The Central Intelligence Agency has a lot of technology challenges, but its biggest one is adapting to a wireless world.
The agency's chief technical officer, Gus Hunt, spoke at the AppNation conference yesterday in San Francisco -- a rare public appearance for members of the intelligence service. Hunt became the CTO about four years ago, and began by defining several key technology goals.
Number one: secure mobility.
Today, Hunt said, the devices used by analysts at work are 99.9% wireline-connected computers, and only 0.1% mobile devices. (Mostly BlackBerries and older custom devices, according to another source who spoke on background.)
But Hunt knows the world is moving wireless. "We recognize it's a mobile world out there. It's the inevitable outcome of everything that’s happening. I believe [in a few years] you won't be able to buy an ethernet-connected device of any kind." He continued, "But I'll tell you, wireless is not secure."
Today, he said, analysts who use mobile devices for work have two devices: one for classified work, and another unclassified one for everything else. Eventually, Hunt said, the CIA would like to get rid of these dual devices, but it's a long way off. "We're trying very intently and very acutely and pushing this space very, very hard. But trying to address mobile security is just a tough one."
Another tech priority for the agency is creating micro-apps or applets that perform very specific functions, then allowing analysts to mash them up into larger apps based on their own needs. Then, analysts are encouraged to put these mash-ups back into the common repository. Here, the agency is encouraging "self composed outcomes by users, as opposed to us doing the hard thing, which is to figure out what user wants to do. That's always been a compromise."

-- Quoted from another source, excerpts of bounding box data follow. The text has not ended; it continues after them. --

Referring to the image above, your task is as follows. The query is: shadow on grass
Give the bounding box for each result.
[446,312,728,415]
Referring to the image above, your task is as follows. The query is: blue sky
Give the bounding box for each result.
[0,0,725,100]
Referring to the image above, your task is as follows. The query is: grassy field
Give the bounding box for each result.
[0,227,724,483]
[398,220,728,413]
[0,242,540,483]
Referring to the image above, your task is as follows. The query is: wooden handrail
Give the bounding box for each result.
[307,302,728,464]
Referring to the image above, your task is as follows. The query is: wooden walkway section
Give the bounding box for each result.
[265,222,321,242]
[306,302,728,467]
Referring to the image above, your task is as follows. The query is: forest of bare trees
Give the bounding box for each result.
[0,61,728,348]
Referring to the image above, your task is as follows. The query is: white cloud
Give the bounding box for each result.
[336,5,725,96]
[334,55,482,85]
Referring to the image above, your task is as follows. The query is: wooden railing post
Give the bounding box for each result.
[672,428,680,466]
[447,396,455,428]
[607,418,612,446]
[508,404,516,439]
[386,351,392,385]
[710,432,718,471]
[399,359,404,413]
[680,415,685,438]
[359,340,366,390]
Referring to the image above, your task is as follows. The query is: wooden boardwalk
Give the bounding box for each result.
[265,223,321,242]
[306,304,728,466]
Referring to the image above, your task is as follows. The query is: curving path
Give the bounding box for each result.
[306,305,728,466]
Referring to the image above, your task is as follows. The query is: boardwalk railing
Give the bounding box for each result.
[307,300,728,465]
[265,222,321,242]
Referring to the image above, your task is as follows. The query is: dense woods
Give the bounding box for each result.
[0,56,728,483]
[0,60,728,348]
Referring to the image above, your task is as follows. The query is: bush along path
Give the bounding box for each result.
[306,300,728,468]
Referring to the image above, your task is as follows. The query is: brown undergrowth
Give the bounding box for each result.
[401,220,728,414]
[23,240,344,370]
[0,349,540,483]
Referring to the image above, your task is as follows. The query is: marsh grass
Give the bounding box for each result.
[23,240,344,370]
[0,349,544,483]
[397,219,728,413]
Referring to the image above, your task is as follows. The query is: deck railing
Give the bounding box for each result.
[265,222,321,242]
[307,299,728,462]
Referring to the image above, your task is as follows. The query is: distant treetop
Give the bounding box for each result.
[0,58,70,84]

Private-sector companies are starting to do similar things. For instance, Clif Triplett, the CIO of oilfield services company Baker-Hughes, recently spoke about the rise of micro-apps at a CIO Perspectives forum in Houston TX.
Hunt also listed four other tech priorities for the agency.

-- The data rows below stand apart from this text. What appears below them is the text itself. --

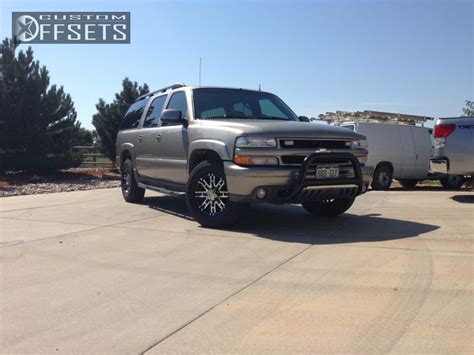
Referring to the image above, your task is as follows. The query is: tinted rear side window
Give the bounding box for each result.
[120,99,148,130]
[143,95,167,127]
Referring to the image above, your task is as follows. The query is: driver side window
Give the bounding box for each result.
[143,95,167,128]
[167,91,188,118]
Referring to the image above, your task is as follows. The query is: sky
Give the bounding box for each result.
[0,0,474,128]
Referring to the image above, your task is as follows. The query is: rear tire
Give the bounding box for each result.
[120,159,145,203]
[398,179,418,189]
[301,197,355,217]
[186,161,247,228]
[371,165,393,191]
[439,175,464,190]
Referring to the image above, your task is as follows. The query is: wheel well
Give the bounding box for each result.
[374,161,393,174]
[188,149,222,173]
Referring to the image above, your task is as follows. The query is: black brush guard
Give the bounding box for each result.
[285,153,364,202]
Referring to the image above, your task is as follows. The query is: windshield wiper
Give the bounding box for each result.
[203,115,254,120]
[254,116,292,121]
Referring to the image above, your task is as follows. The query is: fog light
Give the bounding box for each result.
[257,187,267,200]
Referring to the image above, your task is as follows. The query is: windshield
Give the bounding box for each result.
[193,88,298,121]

- Data analytics: "we have an enormous amount of data coming in and out" of the CIA. A big challenge is deriving value from that data.
- Security as a service: the CIA does not want vendors to build security into their products because "every time you do it, you do it differently. What we want is a set of security services, uniform and consistent across our entire boundary, with apps and services and widgets above them."

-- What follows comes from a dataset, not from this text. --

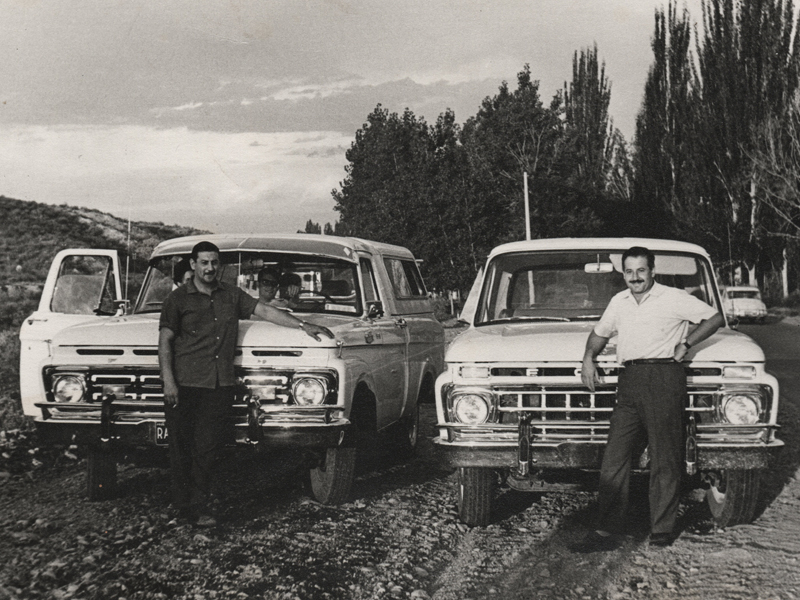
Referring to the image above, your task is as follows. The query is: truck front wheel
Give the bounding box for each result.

- Data computation as a service: this is not about creating a single repository for data -- "it remains distributed. It's about us bringing to bear high power compute engines, [such as] MapReduce and Cassandra and hBase .... All analytics above want to consume a common compute down below."
- Massive computational infrastructure. The agency is moving to a private cloud infrastructure, wants to spend as little time as possible managing it. "We're in the middle of an acquisition, we'll forklift into our boundary a complete instantiation of a commercial cloud instance ... We'll pick up whole copy of it, put it behind our fenceline with guards and guns, and have somebody run it for us."
Hunt also talked a little bit about the war to recruit good technical talent -- a particular challenge for a government agency with tight budgets. "We don’t have the pay scale that some of you are willing to offer these really smart kids coming out of school. We're not really competitive there. But we're extraordinarily competitive in terms of doing challenging work."